I’ve spent an hour or so today reading a book – well I say ‘reading’, more like looking at the pictures really –  edited by Luke Dodd. It contains some of the many images made by Jane Bown.

Jane started at the ‘Observer’ in 1949 and left in 2009. In that 60 year career, she always delivered the image. Working principally in Black and White and always doing her own processing and printing Jane produced excellent news pictures of our time but her real forte was the portrait.

Jane shot portraits of many of the great and good of this country. She had a very simple style. She used a Rolleiflex at first but later moved on to Olympus 35mm cameras. Rarely, if ever, did she carry a photographers bag. She would turn up at photo shoots with her minimal gear in a shopping bag. Towards the end of her long career that would add to the impression of a ‘little old lady’ – Jane was of a diminutive stature – turning up to do a photo shoot.

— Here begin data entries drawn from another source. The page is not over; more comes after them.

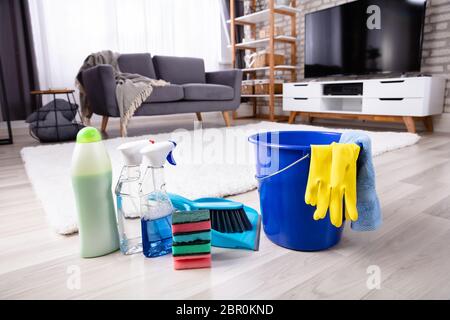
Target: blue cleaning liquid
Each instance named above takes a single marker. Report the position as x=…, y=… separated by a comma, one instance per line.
x=157, y=236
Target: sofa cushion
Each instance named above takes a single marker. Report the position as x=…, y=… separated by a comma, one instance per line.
x=140, y=63
x=167, y=93
x=202, y=91
x=180, y=70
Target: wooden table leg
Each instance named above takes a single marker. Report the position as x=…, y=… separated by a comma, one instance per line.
x=410, y=124
x=292, y=117
x=226, y=118
x=104, y=123
x=428, y=122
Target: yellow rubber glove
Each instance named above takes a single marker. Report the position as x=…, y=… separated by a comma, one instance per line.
x=318, y=187
x=343, y=182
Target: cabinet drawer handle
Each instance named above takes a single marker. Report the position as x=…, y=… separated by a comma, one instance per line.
x=392, y=81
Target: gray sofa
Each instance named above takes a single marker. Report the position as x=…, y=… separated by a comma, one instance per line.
x=191, y=89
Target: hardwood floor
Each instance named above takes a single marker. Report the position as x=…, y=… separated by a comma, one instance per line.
x=411, y=249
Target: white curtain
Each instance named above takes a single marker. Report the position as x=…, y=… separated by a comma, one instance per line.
x=66, y=31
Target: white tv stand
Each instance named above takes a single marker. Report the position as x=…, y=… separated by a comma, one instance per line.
x=391, y=100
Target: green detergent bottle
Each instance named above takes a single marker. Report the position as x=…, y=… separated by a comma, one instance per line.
x=91, y=180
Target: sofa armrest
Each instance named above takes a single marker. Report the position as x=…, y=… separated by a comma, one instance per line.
x=100, y=87
x=232, y=78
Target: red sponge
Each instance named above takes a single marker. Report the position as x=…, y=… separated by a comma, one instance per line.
x=192, y=262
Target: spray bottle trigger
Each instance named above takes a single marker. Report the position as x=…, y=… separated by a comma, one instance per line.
x=170, y=159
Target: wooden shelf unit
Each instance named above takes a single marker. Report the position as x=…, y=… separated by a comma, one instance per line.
x=254, y=20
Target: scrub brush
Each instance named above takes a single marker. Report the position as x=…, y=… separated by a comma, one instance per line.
x=226, y=217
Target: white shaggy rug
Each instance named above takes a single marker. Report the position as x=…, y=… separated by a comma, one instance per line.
x=211, y=162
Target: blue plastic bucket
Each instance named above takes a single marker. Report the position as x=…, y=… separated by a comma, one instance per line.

Nevertheless, those who she took portraits of reads like a who’s who of the British famous and infamous. When the Queen celebrated her 80th birthday Jane, who was also 80, took her portrait.

The book  “Jane Bown. A lifetime of looking” is a tour de force. It was all done with simple cameras and no lights. A salutary lesson for the gear obsessed snappers of today.

Just wonderful.

Sadly Jane died in 2014 aged 89, but what a legacy she left us.

“Some people take pictures, I find them.”